Friedrich Lutz (22 February 1852 in Heidenheim - 14 May 1918 in Oettingen) was a German politician, Bavarian brewery owner, and farmer. He was mayor (bürgermeister) of Heidenheim, a member of the Bavarian Landtag and a member of the German Reichstag.

==Early life==
Lutz was the son of the brewery owner Gerhard Andreas Lutz and his wife Margaret, née Müller. He attended a trade school and on 9 August 1881, he married Sophia Maria Herrmann from Heidenheim. By then he was the managing director of his parents' brewery business. He became involved in politics first as a member of the District Council Committee, then as Chairman of the District Agricultural Association. In 1885 Lutz was one of the founders and first chairman of the Central Franconian Peasant Association (Mittelfränkischen Bauernvereins), a conservative organization, but one which worked occasionally with the more liberal Bavarian Farmers' League (Bayerischen Bauernbund) on rural and agricultural issues. Lutz was a member of the Conservative Party (DKP) and the Agrarian League (Bund der Landwirte). In the 1890s, he was one of the main actors of the conservatively oriented Agrarian League.

==Political posts==
From 1890 to 1898 he was a member of the German Reichstag for the electoral district of Middle Franconia 5 (Dinkelsbühl, Gunzenhausen, and Feuchtwangen). From 1887 to 1905 he was also a Conservative Party member in the Landtag of Bavaria (Bavarian Assembly), from the constituency of Nördlingen in Swabia. Beginning with the 1902 election, Lutz sought and gained the support of the Bavarian Farmers' League. In 1904 Lutz broke with the Conservative Party leadership over the issue of electoral reform for the Bavarian Landtag. In the state elections in 1905 he ran as a Centre Party member with Bavarian Farmers' League support, but lost. He retired for a few years from the business of politics. In 1912 Lutz returned to politics and ran for the Nordlingen seat in the Bavarian Landtag with the support of the Bavarian Farmers' League. He retained that seat until his death in 1918.
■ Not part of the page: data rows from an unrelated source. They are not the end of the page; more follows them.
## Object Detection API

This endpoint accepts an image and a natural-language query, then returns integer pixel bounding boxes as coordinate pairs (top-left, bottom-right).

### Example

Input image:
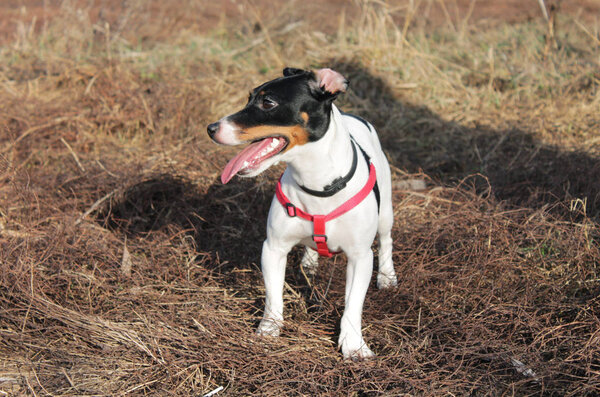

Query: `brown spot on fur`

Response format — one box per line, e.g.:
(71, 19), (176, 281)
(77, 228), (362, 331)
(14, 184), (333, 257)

(241, 125), (310, 151)
(300, 112), (309, 124)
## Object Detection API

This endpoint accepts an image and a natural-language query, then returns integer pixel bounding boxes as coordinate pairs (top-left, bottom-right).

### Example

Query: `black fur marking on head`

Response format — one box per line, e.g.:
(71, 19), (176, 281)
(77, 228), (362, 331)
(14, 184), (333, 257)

(283, 67), (308, 77)
(227, 69), (345, 142)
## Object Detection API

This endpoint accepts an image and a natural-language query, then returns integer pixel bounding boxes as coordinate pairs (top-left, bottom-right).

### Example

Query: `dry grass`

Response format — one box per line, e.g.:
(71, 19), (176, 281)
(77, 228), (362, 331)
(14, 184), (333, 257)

(1, 0), (599, 395)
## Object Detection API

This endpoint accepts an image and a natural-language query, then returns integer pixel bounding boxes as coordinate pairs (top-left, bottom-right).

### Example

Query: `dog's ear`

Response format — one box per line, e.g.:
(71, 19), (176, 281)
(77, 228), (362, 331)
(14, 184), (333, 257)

(308, 68), (349, 102)
(283, 67), (307, 77)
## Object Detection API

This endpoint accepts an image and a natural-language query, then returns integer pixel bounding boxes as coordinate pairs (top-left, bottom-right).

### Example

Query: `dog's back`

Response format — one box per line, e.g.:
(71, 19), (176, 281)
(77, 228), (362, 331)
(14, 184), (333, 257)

(338, 107), (393, 215)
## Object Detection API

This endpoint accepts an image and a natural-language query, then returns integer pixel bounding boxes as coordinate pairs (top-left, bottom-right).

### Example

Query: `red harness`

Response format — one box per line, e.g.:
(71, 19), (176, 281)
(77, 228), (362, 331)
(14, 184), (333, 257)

(275, 162), (377, 257)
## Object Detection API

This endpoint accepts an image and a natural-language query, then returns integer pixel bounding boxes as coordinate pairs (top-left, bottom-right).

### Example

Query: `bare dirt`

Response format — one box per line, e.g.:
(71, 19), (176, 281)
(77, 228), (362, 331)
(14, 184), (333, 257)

(2, 0), (599, 45)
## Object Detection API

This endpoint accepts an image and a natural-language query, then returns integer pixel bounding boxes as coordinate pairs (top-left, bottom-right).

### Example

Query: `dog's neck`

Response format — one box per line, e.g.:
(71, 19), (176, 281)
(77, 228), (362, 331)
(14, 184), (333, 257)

(284, 105), (354, 192)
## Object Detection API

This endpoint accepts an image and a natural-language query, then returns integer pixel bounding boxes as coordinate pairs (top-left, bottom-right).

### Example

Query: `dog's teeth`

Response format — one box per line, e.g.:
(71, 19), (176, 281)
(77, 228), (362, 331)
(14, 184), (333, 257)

(270, 138), (279, 148)
(242, 160), (249, 168)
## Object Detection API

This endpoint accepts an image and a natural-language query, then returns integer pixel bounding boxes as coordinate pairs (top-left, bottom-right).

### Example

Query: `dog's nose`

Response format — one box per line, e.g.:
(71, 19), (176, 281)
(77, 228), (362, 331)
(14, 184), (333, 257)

(207, 122), (219, 138)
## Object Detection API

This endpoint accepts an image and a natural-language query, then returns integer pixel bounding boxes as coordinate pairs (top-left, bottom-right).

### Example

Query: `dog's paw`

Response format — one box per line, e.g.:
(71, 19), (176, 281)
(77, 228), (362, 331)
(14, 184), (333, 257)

(256, 318), (281, 337)
(377, 273), (398, 289)
(339, 330), (375, 361)
(341, 340), (375, 361)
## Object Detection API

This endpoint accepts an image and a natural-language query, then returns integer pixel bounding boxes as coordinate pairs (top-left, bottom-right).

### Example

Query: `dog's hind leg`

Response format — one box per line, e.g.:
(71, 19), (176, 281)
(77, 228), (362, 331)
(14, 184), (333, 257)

(376, 199), (397, 289)
(300, 246), (319, 276)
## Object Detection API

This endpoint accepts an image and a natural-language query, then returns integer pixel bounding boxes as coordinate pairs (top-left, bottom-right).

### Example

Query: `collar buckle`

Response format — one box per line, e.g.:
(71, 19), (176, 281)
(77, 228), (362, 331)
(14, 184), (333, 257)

==Policies and philosophy==
Lutz was of the view that the emerging commodity and futures markets operated at the expense of farmers and the middle class and therefore called for a tax on such activity in order to decease its incidence. He also supported protectionist import tariffs, and increased inspection and quality controls on import food stuffs.

Lutz also took an antisemitic position consistent with his roots. A frequent target of his antisemitic verbal attacks was the department store owner Oscar Tietz. Among other things, Lutz called for a boycott of Jewish businesses.

==Life's end==
About 1912 Lutz sold the brewery in Heidenheim and moved to Oettingen, where he died 14 May 1918.